Once we got to the White Mountain Range, we headed South and did not stop once to thermal in the next 100+ miles at an average groundspeed of over 100 mph.
Here, we have almost arrived at Cerro Gordo Peak and are looking to the Southwest at Owens Dry Lake.

We then turned the Cerro Gordo Peak and headed back North for home. Along the way, we noticed fresh snow (or maybe hail) on one of the peaks that had not been there when we went down.

We decided to leave the White Mountain Range in the vicinity of White Mountain Peak. Here, we are headed to the Northwest towards Glass Mountain.

We arrived in the vicinty South of Mono Lake and found that the conditions were detiorating. We worked a weak line of convergence lift around the East end of the lake and considered our options. We could possibly make Bridgeport, or Mammoth, or Bishop. But, Lee Vining (at the Southwest edge of the lake) seemed to be out of the equation as the virga was reaching the ground (i.e. rain), which can be seen in the next two shots (another case of I couldn't decide which photo I liked better).

We finally found good, solid lift to the Northwest of the lake and the flight was on again! This is looking West as we started to progress North again over the Sierras.

We made one more climb over "numerous small lakes" and we were home free.

On final glide for home, we passed Highway 108 which leads to the Sonora Pass. It is hard to see, but the Marine Corps Mountain Warfare Training Center is in the next photo a little left of center. I drive by it on every trip I make to Minden when the Sonora Pass is open.

This is looking West across the Sonora Pass. The plume of smoke is from the Mount Knight fire, which had only begun a few hours earlier. It is only 10 miles North of Twain Harte, where my parents live. As of this writing, on August 4th, 2009, the fire was only 50% contained and had consumed 5,612 acres.

We continued North to Minden and took a little detour into the Hope Valley, flying over the HWY 88 nad 89 intersection and Sorensen's Resort, before returning home to Minden.
This is our GPS flight trace from Sunday.

Day two totals: Flight time - 6 hours, Distance covered - 455 miles
Two days of flying with world class pilots, a top notch glider equiped with the best avionics (including a transponder!), 11.8 hours in the air, 880 miles flown over the most spectacular scenery in the world - PRICELESS!!!
What an awesome experience this was for me! A very special thanks to Gavin and Devin for the two most incredible flights of my life!

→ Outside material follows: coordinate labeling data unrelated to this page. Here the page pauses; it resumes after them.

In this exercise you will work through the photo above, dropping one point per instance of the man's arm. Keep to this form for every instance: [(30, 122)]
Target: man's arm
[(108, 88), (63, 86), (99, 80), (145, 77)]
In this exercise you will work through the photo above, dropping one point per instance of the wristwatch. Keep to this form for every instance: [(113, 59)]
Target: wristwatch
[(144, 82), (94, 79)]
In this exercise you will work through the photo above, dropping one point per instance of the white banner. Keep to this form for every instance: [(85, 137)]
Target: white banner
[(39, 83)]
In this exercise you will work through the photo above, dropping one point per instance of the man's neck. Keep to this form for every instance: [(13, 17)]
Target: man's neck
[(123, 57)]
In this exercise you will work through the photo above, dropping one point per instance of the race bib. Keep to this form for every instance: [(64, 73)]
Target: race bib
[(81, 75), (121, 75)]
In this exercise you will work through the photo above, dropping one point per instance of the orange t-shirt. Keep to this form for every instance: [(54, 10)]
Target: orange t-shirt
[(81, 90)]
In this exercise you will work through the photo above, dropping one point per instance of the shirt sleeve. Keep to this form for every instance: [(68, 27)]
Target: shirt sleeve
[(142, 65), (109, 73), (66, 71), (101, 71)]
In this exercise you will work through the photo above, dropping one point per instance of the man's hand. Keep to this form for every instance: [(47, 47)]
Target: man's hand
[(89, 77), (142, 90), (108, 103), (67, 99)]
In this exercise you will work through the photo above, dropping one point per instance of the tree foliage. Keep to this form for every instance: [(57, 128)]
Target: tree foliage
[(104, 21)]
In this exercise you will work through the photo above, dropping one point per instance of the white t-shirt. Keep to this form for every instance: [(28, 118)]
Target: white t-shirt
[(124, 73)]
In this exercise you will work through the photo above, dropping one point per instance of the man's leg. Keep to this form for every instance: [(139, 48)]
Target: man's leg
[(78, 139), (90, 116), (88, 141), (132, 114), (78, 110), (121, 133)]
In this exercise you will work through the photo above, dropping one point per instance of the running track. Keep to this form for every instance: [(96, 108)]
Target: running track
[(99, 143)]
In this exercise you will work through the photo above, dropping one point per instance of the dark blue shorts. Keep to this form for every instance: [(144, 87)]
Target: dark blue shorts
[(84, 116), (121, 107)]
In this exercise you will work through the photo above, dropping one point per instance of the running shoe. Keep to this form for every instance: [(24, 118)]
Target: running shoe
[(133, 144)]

Thanks also to Fred and Laurie of SoaringNV for putting on their innagural cross country camp that made it all possible. From the daily weather briefings and guest speakers, to the proffesional binders with excellent cross country materials, to the breakfasts and lunches and the Saturday evening banquet, you two did a fantastic job of pulling it all together! I look forward to doing it again next year.